Ding Wen-Xing
Wen-Xing Ding, Department of Pharmacology, Toxicology and Therapeutics, The University of Kansas Medical Center, MS 1018, 3901 Rainbow Blvd, Kansas City, Kansas, KS 66160, United States.
World J Biol Chem. 2010 Jan 26;1(1):3-12. doi: 10.4331/wjbc.v1.i1.3.

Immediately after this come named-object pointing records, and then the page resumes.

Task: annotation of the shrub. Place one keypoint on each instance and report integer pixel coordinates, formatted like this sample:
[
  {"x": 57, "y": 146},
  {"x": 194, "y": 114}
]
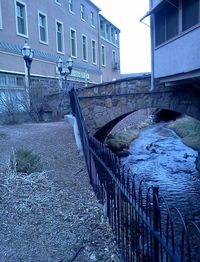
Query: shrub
[{"x": 25, "y": 161}]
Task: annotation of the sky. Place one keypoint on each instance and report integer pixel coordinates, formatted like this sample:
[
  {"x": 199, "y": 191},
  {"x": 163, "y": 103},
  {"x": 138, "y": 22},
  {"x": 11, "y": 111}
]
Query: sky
[{"x": 134, "y": 36}]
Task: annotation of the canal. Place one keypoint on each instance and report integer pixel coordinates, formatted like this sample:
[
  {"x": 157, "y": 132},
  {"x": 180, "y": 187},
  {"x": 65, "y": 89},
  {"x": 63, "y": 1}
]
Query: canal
[{"x": 159, "y": 156}]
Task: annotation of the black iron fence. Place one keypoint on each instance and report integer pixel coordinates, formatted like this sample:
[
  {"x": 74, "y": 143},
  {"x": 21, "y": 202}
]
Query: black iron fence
[{"x": 146, "y": 228}]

Autophagy is a highly conserved intracellular degradation pathway by which bulk cytoplasm and superfluous or damaged organelles are enveloped by double membrane structures termed autophagosomes. The autophagosomes then fuse with lysosomes for degradation of their contents, and the resulting amino acids can then recycle back to the cytosol. Autophagy is normally activated in response to nutrient deprivation and other stressors and occurs in all eukaryotes. In addition to maintaining energy and nutrient balance in the liver, it is now clear that autophagy plays a role in liver protein aggregates related diseases, hepatocyte cell death, steatohepatitis, hepatitis virus infection and hepatocellular carcinoma. In this review, I discuss the recent findings of autophagy with a focus on its role in liver pathophysiology.
自噬是一种高度保守的细胞内降解途径,通过该途径,大量细胞质以及多余或受损的细胞器被称为自噬体的双膜结构包裹。然后,自噬体与溶酶体融合以降解其内容物,产生的氨基酸随后可以循环回到细胞质中。自噬通常在营养剥夺和其他应激源的刺激下被激活,并且存在于所有真核生物中。除了维持肝脏中的能量和营养平衡外,现在很清楚自噬在与肝脏蛋白质聚集体相关的疾病、肝细胞死亡、脂肪性肝炎、肝炎病毒感染和肝细胞癌中发挥作用。在这篇综述中,我将讨论自噬的最新研究发现,重点是其在肝脏病理生理学中的作用。